Сейчас глубокая осень, но найти одуванчики ещё можно.

Вика молча уходит и вскоре возвращается с пучком листьев, зажатых в руке. Для тренировки выделяю ей катетер. Он представляет из себя два клапана с крышечками и пластиковую трубочку, которую надо провести в вену. Для облегчения этой процедуры внутрь трубочки вставлен проводник – острая металлическая игла. Суть в том, чтобы как можно более безболезненно проткнуть кожу и стенку сосуда, затем чуток оттянуть иглу-проводник на себя, чтобы не прободяжить вену насквозь и, наконец, аккуратно протолкнуть трубочку в вену, неподвижно придерживая при этом иглу. Причём одновременно приходится и держать лапу кота, и манипулировать с катетером, так что все эти «протолкнуть» и «придержать» осуществляются, соответственно, пальцами одной руки. Само собой, кот содействия не проявляет, во время прокола кожи неизменно дёргается, и я его отлично понимаю. Поэтому опытные врачи намастыриваются делать прокол кожи резким, но коротким толчком – максимально безболезненно.

Ну и в завершение всё это приматывается пластырем: не слабо, чтобы не отвалилось, но и не туго, а иначе лапа отечёт из-за нарушения лимфо- и кровотока.

Некоторые врачи умудряются проделать данную процедуру в одиночестве, но, если нет специальной фиксирующей сумки, нужен хотя бы один помощник, который сможет подержать животное. Особенно если оно буйное.
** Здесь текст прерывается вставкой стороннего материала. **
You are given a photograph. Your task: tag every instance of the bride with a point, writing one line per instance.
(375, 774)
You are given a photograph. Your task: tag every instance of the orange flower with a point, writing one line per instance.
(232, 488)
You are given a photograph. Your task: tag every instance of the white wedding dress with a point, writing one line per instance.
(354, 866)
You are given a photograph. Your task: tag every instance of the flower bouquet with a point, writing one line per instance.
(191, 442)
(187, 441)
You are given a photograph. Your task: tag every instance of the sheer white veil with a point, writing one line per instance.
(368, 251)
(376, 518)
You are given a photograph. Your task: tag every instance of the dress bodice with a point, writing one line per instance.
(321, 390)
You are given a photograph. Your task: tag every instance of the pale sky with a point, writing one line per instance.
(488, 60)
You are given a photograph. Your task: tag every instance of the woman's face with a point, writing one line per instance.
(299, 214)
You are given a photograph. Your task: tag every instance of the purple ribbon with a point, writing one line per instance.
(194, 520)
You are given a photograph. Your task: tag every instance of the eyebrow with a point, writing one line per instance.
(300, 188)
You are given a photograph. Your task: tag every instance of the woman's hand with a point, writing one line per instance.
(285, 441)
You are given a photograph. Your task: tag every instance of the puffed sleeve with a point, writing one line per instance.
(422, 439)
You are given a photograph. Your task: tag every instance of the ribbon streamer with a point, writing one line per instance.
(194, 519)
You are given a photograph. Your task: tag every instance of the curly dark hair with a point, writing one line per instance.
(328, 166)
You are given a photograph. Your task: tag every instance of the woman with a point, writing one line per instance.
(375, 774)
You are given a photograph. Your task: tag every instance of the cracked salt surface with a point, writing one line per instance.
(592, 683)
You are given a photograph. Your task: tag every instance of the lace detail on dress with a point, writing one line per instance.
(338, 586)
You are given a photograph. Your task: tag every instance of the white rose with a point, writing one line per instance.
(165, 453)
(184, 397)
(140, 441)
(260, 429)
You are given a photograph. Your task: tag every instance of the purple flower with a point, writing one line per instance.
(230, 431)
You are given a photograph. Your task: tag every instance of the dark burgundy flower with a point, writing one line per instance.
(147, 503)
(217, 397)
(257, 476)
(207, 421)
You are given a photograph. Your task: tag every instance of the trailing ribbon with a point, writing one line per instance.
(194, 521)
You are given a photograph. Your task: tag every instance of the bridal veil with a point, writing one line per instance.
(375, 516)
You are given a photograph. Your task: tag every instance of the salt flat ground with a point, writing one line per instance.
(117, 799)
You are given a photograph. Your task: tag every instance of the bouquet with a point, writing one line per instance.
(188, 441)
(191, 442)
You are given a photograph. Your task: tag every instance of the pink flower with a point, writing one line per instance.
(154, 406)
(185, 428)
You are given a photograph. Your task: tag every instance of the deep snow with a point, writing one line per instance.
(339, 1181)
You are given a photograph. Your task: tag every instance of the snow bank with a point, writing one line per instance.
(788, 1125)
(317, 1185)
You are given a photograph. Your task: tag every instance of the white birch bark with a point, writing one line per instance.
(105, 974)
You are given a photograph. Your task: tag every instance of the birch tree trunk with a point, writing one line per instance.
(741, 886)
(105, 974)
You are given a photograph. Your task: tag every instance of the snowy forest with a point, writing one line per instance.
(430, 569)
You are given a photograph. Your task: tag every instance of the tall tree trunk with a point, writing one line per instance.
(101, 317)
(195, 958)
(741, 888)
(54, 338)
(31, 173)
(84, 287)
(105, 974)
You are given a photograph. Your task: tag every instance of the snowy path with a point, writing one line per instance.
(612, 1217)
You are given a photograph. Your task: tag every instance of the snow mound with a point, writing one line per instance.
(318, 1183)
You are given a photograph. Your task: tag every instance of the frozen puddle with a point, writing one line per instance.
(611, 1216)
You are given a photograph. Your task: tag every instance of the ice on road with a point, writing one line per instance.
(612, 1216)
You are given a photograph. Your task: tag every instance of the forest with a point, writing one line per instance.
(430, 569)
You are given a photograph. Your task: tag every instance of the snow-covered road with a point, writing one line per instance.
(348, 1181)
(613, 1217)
Подробно объясняю технику Вике. Затем показываю на одуванчике, проводя катетер в жилку листа. Я сама училась на одуванчиках, так что вот…

– Хорошо, когда вена толстая, упругая, наполненная кровью – её можно с лёгкостью обнаружить, – поучительно вещаю я. – Другое дело – какой-нибудь мелкий дрищ, да ещё в шоке или с кровопотерей – у таких постановка катетера в вену равнозначна демонстрации чуда. В конечном итоге всё упирается в опыт.

– Поняла, – неуверенно отвечает Вика.

– Ну, давай, покажи, как поняла, – я беру в руку очередной лист одуванчика и держу, прижав его к большому пальцу своей руки. – Это, типа, кот и его лапа.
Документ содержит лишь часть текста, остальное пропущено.